Rockhopper Penguin

The Southern Rockhopper Penguin or just Rockhopper Penguin, is a species of penguin closely related to the Macaroni Penguin. Rockhopper Penguins are a sub-Antarctic species breeding at cool, southern localities such as Macquarie Island, the Falklands, Campbell Island, Tristan da Cunha and the Antipodes.

Rockhopper Penguins breed in colonies, from sea-level to cliff-tops and sometimes inland. The major colonies on the Falkland Islands are estimated to have over 3 million breeding pairs.

Rockhopper Penguin Characteristics

Rockhopper penguin

The Rockhopper penguin is the smallest yellow-crested, black-and-white penguin, reaching a length of 55 centimetres and weighing 5 to 8 pounds. Rockhopper Penguins have distinctive crest feathers on their heads, bright orange-red beaks and tiny blood red eyes. Male and female Rockhopper Penguins are very similar in appearance, though males are larger.

The Rockhopper penguins are distinguished from the Macaroni penguin and other members of the crested species by their smaller size and the thin, vivid yellow tassels which extend along the sides of the brow but do not meet between the eyes.

The top of the head has spiked black feathers. Like all penguins, Rockhopper Penguins have a big head, a short, thick neck, a streamlined shape, a short, wedge-shaped tail and strong, stiff, flipper-like wings. For camouflage from predators, their under parts are mostly white, while the upper parts are blue-black. The Rockhopper Penguin has slate-grey upper parts and a straight, bright yellow eyebrow ending in long yellowish plumes projecting sideways behind a red eye.

Rockhopper Penguins are loud, noisy and feisty birds. They are quick to attack anyone or anything that bothers them. Rockhopper Penguins get their name because they hop over rocks and crevices on the shores where they live.

Rockhopper Penguin Diet

The Rockhopper penguin feeds on krill, squid, octopus, fish, molluscs, plankton, cuttlefish and crustaceans.

Rockhopper Penguin Behaviour

Rockhopper Penguin colonies are often relatively small compared with other penguin species but what they lack in size they make up for in noise. Fierce competition for nesting materials, mating partners and territory all contribute to the cacophony of sound at these sites. As well as vocalizing, these birds communicate by head shaking, head and flipper waving, bowing, gesturing and preening.

Rockhopper Penguin Reproduction

Rockhopper Penguins make their nests by scraping a hole in the ground and lining it with dried grasses.
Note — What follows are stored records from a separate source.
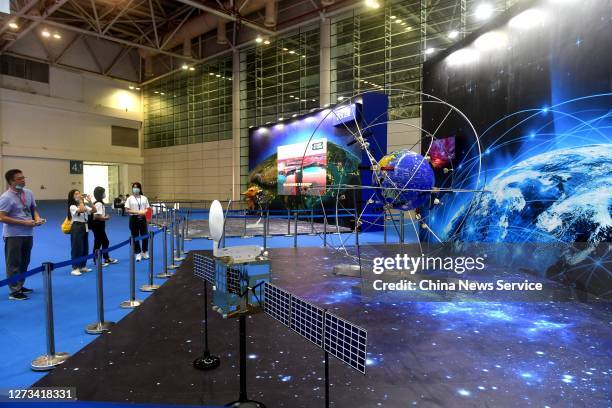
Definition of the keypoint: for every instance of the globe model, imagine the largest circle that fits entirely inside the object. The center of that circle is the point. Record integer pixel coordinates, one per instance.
(407, 179)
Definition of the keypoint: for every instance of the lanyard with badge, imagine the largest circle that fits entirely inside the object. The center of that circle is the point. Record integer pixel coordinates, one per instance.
(24, 201)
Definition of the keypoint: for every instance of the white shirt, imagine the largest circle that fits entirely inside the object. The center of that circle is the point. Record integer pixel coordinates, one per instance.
(82, 217)
(100, 208)
(137, 203)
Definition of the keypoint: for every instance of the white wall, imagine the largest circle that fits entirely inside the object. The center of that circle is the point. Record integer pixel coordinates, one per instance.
(68, 119)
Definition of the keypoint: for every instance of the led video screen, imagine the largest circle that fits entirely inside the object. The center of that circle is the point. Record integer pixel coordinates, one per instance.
(537, 89)
(298, 162)
(302, 167)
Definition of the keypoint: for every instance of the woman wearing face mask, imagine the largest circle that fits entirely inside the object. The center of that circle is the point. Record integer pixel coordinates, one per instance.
(98, 226)
(79, 210)
(136, 206)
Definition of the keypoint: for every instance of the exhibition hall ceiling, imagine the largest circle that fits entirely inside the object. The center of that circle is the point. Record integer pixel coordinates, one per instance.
(138, 40)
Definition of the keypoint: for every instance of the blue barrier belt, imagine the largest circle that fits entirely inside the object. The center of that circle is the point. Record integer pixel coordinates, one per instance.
(16, 278)
(21, 276)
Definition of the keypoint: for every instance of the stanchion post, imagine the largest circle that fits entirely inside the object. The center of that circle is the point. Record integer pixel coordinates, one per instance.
(52, 359)
(312, 222)
(385, 228)
(184, 225)
(178, 257)
(268, 222)
(324, 229)
(265, 233)
(101, 325)
(164, 274)
(150, 286)
(187, 220)
(295, 231)
(288, 223)
(132, 302)
(172, 253)
(401, 227)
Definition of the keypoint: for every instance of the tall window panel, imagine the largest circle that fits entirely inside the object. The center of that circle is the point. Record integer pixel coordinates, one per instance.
(190, 106)
(385, 48)
(278, 80)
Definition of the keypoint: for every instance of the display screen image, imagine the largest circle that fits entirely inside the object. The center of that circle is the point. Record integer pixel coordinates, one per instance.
(544, 141)
(442, 152)
(303, 167)
(296, 162)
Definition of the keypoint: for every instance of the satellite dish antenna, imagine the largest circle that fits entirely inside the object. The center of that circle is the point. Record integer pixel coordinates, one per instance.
(216, 220)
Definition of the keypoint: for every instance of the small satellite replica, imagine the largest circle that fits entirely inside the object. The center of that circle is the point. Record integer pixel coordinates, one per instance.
(240, 279)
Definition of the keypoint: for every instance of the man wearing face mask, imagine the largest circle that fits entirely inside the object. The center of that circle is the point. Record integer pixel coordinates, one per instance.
(19, 214)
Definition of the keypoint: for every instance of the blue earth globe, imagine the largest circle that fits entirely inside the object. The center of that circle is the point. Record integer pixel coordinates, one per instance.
(407, 179)
(560, 196)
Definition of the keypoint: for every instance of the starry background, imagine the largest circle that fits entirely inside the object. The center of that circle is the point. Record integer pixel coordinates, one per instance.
(431, 354)
(540, 100)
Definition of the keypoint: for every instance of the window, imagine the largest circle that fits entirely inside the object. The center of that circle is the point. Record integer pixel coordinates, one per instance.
(276, 81)
(23, 68)
(189, 106)
(122, 136)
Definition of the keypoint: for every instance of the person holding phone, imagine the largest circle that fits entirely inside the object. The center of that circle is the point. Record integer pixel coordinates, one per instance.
(136, 206)
(19, 215)
(98, 226)
(79, 209)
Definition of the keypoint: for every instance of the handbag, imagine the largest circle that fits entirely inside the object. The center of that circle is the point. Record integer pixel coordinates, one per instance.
(66, 226)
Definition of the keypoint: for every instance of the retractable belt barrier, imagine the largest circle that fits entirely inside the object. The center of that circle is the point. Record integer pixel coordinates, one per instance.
(57, 265)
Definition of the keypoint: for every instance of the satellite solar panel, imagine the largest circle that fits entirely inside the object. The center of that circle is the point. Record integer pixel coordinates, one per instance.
(307, 320)
(204, 267)
(277, 303)
(345, 341)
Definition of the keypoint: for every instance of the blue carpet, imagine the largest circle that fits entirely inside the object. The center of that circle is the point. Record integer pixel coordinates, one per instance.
(22, 324)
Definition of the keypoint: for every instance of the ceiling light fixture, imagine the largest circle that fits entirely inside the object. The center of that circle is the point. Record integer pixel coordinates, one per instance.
(373, 4)
(484, 11)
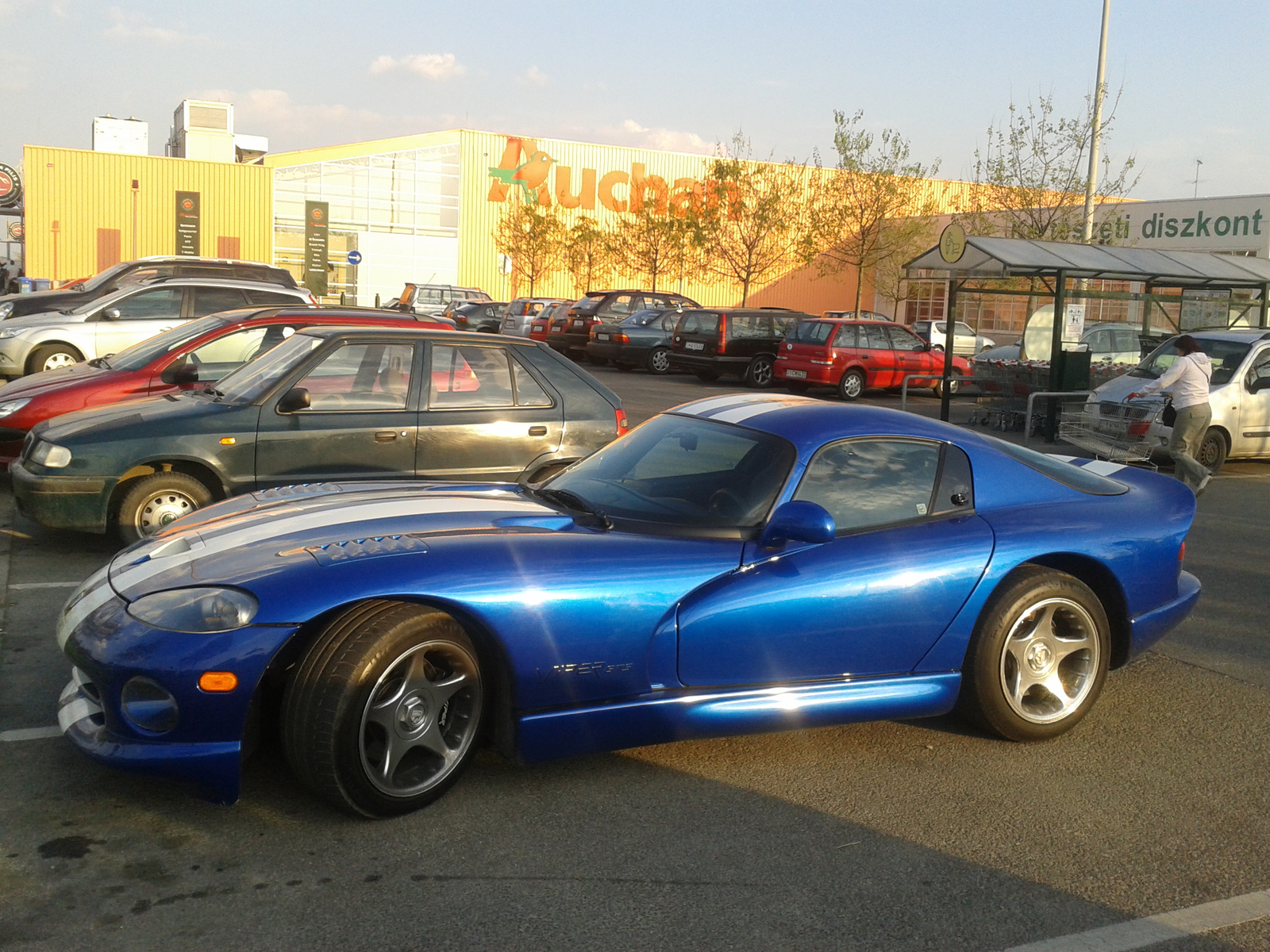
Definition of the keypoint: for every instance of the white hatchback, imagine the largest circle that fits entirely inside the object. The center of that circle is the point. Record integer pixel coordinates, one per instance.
(44, 342)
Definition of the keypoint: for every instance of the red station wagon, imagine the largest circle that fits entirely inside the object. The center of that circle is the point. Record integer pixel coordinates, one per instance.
(187, 357)
(854, 355)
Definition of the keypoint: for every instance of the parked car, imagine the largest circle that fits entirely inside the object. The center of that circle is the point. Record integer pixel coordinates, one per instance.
(891, 566)
(641, 340)
(143, 270)
(856, 355)
(188, 355)
(746, 342)
(483, 317)
(328, 404)
(610, 308)
(46, 342)
(520, 314)
(432, 298)
(1240, 397)
(964, 340)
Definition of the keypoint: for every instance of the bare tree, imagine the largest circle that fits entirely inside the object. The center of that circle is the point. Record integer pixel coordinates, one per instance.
(876, 206)
(752, 222)
(533, 239)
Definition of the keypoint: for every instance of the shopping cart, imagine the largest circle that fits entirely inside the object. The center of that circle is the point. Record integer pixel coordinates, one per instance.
(1109, 429)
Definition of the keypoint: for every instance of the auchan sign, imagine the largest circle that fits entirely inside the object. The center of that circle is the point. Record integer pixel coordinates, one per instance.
(540, 178)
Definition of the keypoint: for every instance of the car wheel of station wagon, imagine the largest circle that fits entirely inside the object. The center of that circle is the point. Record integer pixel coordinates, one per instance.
(660, 361)
(50, 357)
(156, 501)
(383, 714)
(760, 372)
(851, 385)
(1038, 659)
(1212, 451)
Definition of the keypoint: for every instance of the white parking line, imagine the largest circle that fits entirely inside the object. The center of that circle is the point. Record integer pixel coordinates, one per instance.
(1141, 933)
(31, 734)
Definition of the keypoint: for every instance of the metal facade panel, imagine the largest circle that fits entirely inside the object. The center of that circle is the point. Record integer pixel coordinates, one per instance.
(80, 192)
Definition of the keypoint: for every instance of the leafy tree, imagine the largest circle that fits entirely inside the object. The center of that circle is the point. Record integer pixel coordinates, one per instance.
(751, 224)
(873, 209)
(533, 239)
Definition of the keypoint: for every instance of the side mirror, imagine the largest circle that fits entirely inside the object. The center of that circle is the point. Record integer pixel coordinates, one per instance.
(295, 399)
(798, 522)
(179, 374)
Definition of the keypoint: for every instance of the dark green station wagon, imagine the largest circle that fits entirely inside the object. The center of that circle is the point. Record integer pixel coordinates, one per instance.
(327, 405)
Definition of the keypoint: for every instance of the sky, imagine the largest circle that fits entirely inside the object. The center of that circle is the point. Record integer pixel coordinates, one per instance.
(681, 75)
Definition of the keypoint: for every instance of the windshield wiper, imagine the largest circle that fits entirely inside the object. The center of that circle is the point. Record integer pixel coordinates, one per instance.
(571, 501)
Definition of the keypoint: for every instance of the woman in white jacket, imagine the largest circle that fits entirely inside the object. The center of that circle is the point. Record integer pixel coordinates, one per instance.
(1187, 378)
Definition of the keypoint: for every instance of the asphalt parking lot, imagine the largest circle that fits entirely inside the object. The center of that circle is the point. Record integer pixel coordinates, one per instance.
(892, 835)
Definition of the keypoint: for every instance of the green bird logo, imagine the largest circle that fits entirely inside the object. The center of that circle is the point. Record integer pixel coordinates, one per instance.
(529, 175)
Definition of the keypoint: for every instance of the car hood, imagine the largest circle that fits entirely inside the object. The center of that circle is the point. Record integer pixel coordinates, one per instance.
(251, 539)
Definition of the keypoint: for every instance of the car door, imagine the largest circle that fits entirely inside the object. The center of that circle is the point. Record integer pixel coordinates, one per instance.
(487, 416)
(878, 359)
(361, 420)
(908, 552)
(1255, 406)
(140, 315)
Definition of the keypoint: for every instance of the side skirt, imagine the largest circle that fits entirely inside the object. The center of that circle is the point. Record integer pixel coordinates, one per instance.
(721, 714)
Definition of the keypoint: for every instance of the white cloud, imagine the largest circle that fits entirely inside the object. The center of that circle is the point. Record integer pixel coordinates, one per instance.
(429, 67)
(137, 27)
(533, 76)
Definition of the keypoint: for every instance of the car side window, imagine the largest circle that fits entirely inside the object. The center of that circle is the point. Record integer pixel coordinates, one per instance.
(361, 378)
(469, 378)
(152, 305)
(846, 336)
(869, 482)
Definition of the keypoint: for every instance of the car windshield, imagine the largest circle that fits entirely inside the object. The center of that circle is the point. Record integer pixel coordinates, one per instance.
(1226, 355)
(683, 471)
(252, 380)
(137, 355)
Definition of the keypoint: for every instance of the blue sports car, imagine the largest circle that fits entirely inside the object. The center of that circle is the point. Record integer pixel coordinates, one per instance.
(738, 564)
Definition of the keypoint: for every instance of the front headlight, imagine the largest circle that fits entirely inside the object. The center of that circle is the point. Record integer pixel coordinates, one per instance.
(51, 455)
(196, 611)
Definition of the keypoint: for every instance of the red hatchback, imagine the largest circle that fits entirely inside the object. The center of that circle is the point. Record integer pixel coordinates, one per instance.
(183, 359)
(854, 355)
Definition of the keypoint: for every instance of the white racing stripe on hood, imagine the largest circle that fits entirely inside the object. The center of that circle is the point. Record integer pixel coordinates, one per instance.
(257, 533)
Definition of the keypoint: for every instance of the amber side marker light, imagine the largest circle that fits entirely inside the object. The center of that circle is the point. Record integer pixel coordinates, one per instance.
(217, 682)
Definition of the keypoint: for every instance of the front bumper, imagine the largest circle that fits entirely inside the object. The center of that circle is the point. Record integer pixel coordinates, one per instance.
(63, 501)
(110, 647)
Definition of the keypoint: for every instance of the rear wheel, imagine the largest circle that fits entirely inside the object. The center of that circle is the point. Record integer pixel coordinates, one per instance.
(50, 357)
(851, 384)
(658, 361)
(156, 501)
(760, 372)
(383, 712)
(1038, 658)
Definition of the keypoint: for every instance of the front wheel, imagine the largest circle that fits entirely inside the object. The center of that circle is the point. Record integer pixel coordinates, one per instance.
(383, 714)
(1038, 658)
(156, 501)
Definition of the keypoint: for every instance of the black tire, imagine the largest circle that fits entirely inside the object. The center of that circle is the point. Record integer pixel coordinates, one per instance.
(156, 501)
(1005, 698)
(1213, 450)
(50, 357)
(760, 374)
(851, 385)
(360, 666)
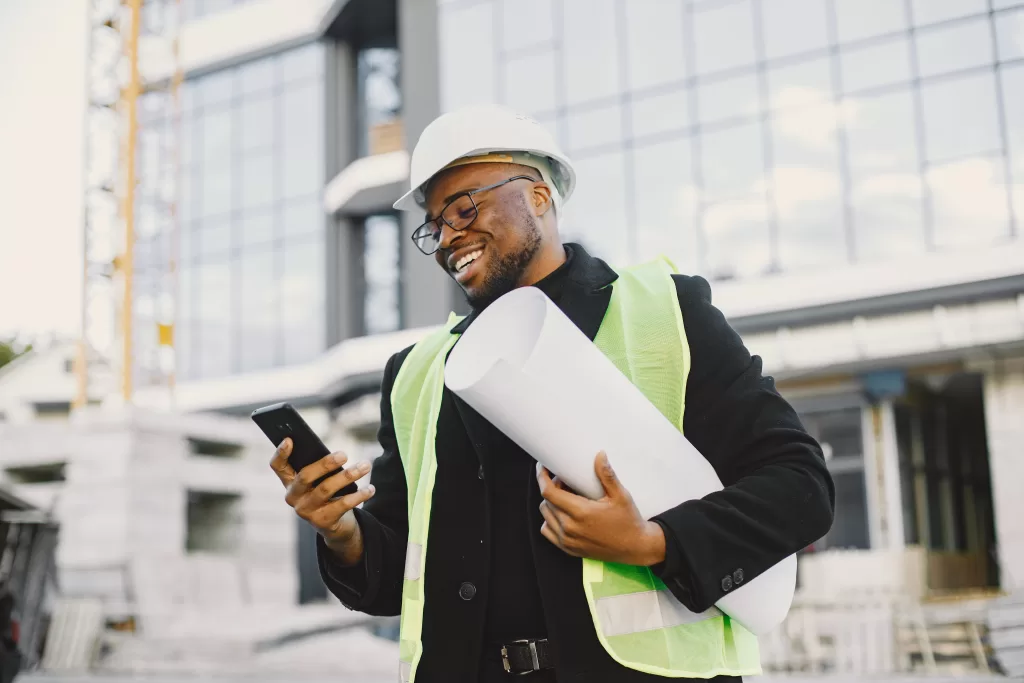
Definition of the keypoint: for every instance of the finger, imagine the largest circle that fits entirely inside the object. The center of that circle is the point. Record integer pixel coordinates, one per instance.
(328, 517)
(310, 473)
(552, 520)
(612, 486)
(326, 489)
(280, 462)
(567, 502)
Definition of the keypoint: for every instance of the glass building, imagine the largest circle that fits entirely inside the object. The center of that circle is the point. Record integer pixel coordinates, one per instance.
(747, 137)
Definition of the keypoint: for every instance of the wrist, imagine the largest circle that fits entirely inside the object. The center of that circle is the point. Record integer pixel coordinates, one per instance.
(652, 545)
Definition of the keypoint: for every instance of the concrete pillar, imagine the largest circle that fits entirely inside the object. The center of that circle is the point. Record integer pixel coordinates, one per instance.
(1004, 391)
(882, 477)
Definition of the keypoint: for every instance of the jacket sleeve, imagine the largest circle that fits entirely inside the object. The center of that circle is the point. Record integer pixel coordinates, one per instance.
(777, 498)
(374, 585)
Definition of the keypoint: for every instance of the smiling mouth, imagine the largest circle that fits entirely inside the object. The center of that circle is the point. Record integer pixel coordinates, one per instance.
(462, 265)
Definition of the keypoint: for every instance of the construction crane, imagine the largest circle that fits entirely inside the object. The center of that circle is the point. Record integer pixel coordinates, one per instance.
(129, 210)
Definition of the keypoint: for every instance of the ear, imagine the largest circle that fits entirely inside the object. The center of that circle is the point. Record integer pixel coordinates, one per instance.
(542, 199)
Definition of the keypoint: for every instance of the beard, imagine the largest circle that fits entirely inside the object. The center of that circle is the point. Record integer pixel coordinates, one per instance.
(506, 271)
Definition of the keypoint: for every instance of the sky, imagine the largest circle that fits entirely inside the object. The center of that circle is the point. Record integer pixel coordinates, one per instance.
(42, 72)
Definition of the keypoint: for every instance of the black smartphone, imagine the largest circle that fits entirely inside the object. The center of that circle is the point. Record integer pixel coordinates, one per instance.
(282, 421)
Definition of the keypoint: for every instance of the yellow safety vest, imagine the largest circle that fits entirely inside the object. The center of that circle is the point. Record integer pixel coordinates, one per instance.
(638, 621)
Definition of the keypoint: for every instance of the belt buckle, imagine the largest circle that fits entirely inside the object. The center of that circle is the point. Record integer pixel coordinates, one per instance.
(532, 652)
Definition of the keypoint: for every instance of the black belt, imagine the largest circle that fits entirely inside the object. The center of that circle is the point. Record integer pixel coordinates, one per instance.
(525, 656)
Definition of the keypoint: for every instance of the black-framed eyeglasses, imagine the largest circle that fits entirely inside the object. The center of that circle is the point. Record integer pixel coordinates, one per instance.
(459, 214)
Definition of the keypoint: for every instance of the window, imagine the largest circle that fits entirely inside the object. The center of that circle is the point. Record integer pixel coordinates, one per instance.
(596, 217)
(213, 522)
(948, 48)
(380, 99)
(302, 63)
(801, 85)
(467, 81)
(961, 117)
(969, 202)
(660, 114)
(526, 24)
(930, 11)
(302, 165)
(733, 98)
(1013, 94)
(858, 19)
(529, 83)
(807, 187)
(723, 37)
(302, 288)
(876, 66)
(840, 434)
(732, 162)
(591, 50)
(886, 186)
(792, 27)
(666, 203)
(593, 128)
(382, 268)
(736, 236)
(1010, 35)
(259, 308)
(655, 42)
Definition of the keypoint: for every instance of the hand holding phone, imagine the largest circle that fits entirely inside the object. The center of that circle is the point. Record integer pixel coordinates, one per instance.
(320, 489)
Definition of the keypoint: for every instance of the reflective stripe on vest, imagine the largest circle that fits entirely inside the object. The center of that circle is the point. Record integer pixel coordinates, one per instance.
(637, 620)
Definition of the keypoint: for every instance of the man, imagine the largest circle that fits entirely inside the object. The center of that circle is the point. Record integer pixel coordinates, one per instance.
(502, 589)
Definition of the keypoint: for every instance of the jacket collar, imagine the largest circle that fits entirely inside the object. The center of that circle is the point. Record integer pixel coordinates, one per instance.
(587, 272)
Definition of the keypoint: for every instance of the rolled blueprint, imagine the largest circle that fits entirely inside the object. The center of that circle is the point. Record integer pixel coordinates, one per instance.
(530, 372)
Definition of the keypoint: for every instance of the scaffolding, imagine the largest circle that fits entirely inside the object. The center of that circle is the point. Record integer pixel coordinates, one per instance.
(129, 210)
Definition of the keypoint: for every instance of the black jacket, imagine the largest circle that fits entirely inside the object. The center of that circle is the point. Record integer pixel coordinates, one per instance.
(778, 498)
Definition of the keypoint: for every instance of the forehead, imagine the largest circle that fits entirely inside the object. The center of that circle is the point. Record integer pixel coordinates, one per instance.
(461, 178)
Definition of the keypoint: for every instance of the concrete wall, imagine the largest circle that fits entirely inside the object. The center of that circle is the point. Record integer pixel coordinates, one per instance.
(1005, 422)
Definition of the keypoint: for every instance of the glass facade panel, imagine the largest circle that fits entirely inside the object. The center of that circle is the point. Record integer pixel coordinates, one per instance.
(600, 221)
(885, 183)
(660, 114)
(930, 11)
(382, 265)
(591, 50)
(594, 128)
(723, 37)
(876, 65)
(526, 24)
(952, 47)
(1013, 94)
(961, 117)
(530, 83)
(732, 98)
(792, 27)
(655, 43)
(1010, 35)
(666, 202)
(781, 134)
(248, 195)
(468, 81)
(857, 19)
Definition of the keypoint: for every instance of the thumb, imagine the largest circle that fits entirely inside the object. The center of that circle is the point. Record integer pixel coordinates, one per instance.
(612, 487)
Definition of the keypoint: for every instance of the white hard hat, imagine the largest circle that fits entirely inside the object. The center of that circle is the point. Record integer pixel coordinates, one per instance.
(485, 133)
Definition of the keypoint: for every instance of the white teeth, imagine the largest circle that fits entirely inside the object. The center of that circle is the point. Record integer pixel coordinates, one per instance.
(467, 259)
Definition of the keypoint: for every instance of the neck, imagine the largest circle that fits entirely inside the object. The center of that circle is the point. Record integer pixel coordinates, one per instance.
(547, 261)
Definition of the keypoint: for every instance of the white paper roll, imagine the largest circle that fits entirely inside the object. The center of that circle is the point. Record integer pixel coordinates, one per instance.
(531, 373)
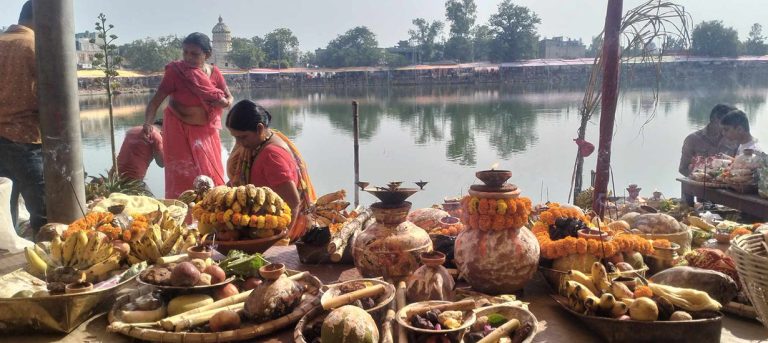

Two eggs are usually laid. Often only one chick is survives. The first egg is smaller and often gets eaten by predators. The second egg is larger and the chick that hatches from this egg has a better chance of surviving.

The male and female Rockhopper Penguin guard the eggs and keep them warm for 32 to 34 days. They take turns with each taking care of the eggs for 10 days at a time. When the chick is hatched the male broods and cares for the chick while the female fishes and brings home food. When the chick is about 4 weeks old they huddle with other chicks. These large groups are called ‘crèches’. The chicks do this for warmth and protection. The chicks molt and leave for the open sea when they are 65 to 72 days old. Rockhopper Penguins have an average life span of 10 years.

Rockhopper Penguin Predators

At sea, Rockhopper penguins are eaten by blue sharks, leopard seals and fur seals. On land, eggs and chicks are eaten by many birds, including skuas, petrels and Kelp gulls.

Rockhopper Penguin Conservation

The status of the Rockhopper penguin is vulnerable due to a fall of 24% in its population in the last thirty years.